KETIKA telah menjalin rumah tangga, seorang lelaki memiliki tanggungjawab lebih. Ia wajib memberikan nafkah kepada istri dan anak-anaknya. Sebab, seorang istri, kini sudah berpindah tangan, dari orangtua kepada suaminya untuk dijaga, dibimbing dan dinafkahi. Sedang anak-anak merupakan hasil dari keturunan antara suami dan istri, yang wajib untuk dijamin kemaslahatan hidupnya.
Oleh sebab itu, tanggungjawab mencari nafkah ialah tanggungjawab suami. Mengapa tidak istri? Sebab, suami adalah seorang lelaki yang diberi kemampuan berupa tenaga yang lebih besar daripada istri untuk bekerja. Seorang lelaki dalam hal pekerjaan akan menggunakan akalnya untuk berpikir dalam memecahkan suatu masalah dalam pekerjaannya. Bukan berdarsarkan hati yang biasa dilakukan oleh seorang wanita. Sehingga, hal ini membantunya untuk mempermudah menjalani kerasnya dunia pekerjaan.

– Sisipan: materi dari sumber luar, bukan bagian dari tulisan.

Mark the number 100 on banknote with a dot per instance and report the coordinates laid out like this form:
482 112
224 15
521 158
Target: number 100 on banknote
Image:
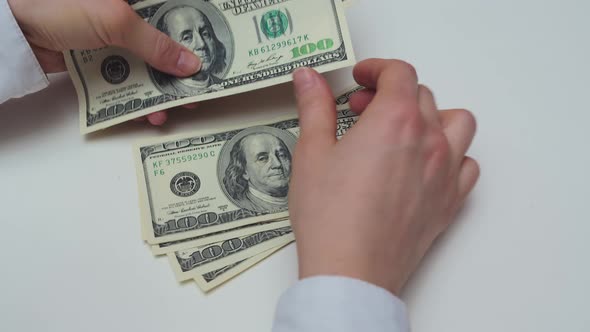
243 45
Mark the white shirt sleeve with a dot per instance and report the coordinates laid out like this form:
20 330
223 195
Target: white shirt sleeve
20 72
324 304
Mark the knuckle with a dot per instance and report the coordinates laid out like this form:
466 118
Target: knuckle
117 24
438 145
413 126
405 69
468 120
163 47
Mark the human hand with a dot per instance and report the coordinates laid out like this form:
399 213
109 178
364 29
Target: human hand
52 27
370 205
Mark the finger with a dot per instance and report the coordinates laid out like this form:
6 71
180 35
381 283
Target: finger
155 47
158 118
468 176
361 99
427 106
316 107
191 106
459 127
396 82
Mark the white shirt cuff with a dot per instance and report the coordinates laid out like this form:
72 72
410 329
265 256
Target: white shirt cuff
20 72
322 304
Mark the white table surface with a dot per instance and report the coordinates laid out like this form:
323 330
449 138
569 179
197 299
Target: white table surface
517 259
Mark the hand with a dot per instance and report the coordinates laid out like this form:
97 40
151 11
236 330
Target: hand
370 205
52 27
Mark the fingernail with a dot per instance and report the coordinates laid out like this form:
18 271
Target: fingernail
188 63
304 79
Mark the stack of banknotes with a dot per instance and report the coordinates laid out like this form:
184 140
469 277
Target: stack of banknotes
215 202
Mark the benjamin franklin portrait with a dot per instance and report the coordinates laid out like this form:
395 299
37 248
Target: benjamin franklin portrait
199 27
258 172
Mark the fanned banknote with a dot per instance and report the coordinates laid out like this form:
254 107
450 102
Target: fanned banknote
210 247
168 247
196 184
213 279
243 45
191 263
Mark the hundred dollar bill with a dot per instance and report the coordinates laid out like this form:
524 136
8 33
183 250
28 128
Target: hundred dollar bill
168 247
194 262
210 280
195 184
243 45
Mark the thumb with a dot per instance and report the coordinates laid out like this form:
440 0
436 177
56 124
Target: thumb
316 107
156 48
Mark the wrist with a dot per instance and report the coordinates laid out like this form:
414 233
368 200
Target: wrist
383 276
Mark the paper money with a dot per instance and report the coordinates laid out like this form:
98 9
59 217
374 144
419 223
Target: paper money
191 263
195 184
210 280
168 247
243 46
213 258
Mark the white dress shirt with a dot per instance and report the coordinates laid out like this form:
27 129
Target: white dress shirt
20 72
319 304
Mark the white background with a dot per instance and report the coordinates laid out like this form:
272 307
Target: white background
516 260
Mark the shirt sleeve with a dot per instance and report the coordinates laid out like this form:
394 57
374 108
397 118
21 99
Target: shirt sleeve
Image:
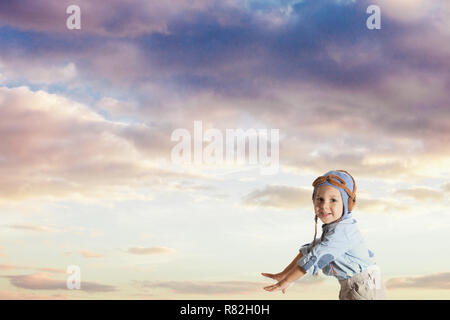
334 244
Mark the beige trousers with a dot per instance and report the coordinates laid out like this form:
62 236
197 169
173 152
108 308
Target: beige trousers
366 285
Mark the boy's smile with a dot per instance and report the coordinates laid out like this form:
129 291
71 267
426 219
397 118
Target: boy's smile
328 204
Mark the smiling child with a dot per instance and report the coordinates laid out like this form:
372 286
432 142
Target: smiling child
340 252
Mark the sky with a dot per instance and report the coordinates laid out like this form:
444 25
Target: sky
87 115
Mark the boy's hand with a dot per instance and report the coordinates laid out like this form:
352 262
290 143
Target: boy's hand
274 276
281 285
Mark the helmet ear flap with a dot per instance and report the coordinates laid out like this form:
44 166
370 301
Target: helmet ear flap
351 203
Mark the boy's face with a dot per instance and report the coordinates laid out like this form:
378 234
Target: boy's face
328 204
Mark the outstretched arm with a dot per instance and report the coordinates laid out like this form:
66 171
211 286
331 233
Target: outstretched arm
285 272
294 274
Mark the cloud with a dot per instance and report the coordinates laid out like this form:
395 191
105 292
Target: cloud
150 250
213 287
421 194
379 205
42 281
31 227
90 254
206 288
42 269
8 295
278 196
432 281
7 267
53 146
446 187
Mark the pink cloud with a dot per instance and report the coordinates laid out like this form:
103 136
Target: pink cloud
42 281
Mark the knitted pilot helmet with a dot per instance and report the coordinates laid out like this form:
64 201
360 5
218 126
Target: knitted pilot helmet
344 182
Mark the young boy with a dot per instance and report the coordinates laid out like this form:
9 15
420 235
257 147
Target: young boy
341 251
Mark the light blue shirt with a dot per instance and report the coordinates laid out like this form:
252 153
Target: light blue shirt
341 251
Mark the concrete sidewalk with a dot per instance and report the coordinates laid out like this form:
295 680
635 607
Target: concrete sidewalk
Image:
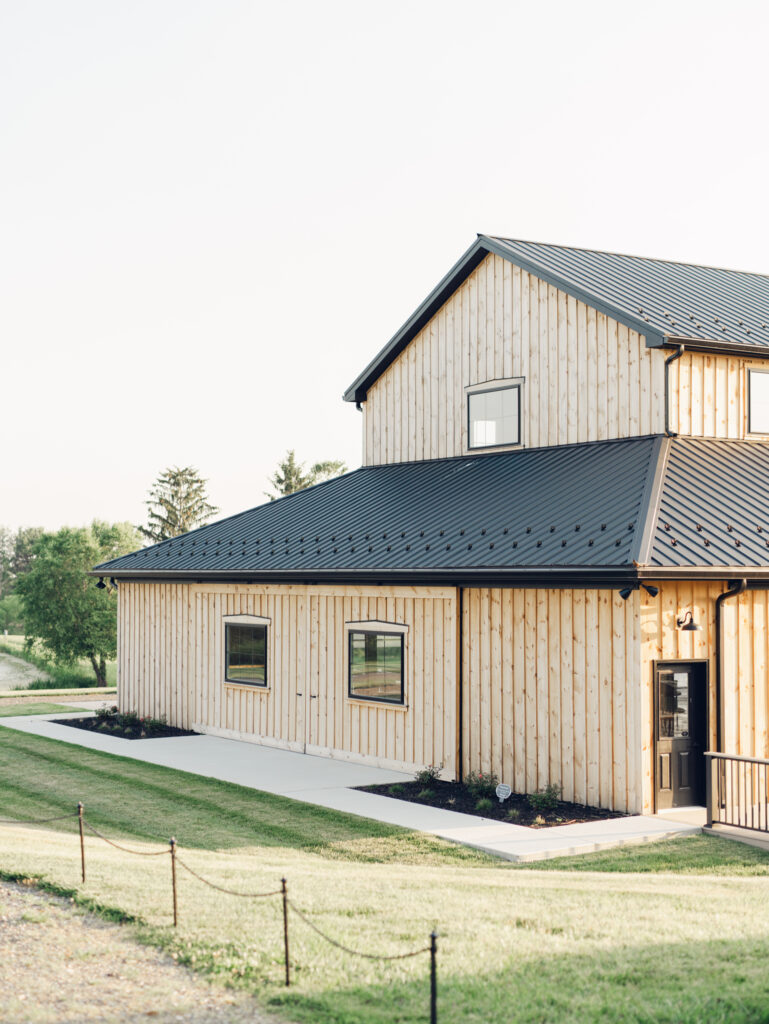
330 782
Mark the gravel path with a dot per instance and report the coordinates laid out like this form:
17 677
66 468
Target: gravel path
14 672
58 964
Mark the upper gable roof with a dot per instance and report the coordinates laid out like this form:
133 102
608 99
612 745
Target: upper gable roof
596 513
705 307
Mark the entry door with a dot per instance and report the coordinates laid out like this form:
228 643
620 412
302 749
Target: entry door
681 699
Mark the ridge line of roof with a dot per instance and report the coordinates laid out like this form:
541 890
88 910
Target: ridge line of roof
647 259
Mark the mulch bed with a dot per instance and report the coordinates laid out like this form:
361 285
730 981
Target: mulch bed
108 728
454 797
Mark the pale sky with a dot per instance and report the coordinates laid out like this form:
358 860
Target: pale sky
213 214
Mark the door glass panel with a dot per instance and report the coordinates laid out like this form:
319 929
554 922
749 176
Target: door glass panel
674 705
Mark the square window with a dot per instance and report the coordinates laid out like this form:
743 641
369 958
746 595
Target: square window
246 659
376 666
494 417
758 397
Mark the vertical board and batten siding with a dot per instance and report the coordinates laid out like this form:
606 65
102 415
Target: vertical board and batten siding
745 664
171 662
551 691
586 377
709 395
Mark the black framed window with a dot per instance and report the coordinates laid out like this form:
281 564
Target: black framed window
494 417
376 666
758 401
246 658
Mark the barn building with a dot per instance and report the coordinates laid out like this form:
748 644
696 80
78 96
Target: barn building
552 563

Suami harus terus berusaha bekerja demi memenuhi kebutuhan hidup keluarganya. Meski itu sulit, tapi itulah jalan hidup yang harus ditempuh. Dan tak bisa baginya untuk mengelak. Dan istri pun tak bisa memberatkan suami dengan meminta hal yang tak bisa diberikan oleh suami. Lalu, sebenarnya berapa besar nafkah yang harus diberikan suami kepada keluarganya?
Nafkah untuk mempertahankan hidup dalam bentuk makanan yang baik, minuman yang baik, pakaian yang melindungi dari hawa panas dan hawa dingin, dan tempat tinggal untuk istirahat itu tidak ada perbedaan pendapat di dalamnya.
Perbedaan pendapat yang ada hanya terletak pada banyak tidaknya dan baik buruknya. Karena itu semua tergantung kepada kaya tidaknya pemberi nafkah dan status penerima nafkah; orang kota atau orang desa.
Oleh karena itu, lebih baik hal ini diserahkan sepenuhnya kepada para hakim kaum muslimin. Biarkan mereka yang menentukan dan mengira-ngiranya sesuai dengan kondisi kaum muslimin yang beragam dan sesuai dengan adat istiadat mereka. []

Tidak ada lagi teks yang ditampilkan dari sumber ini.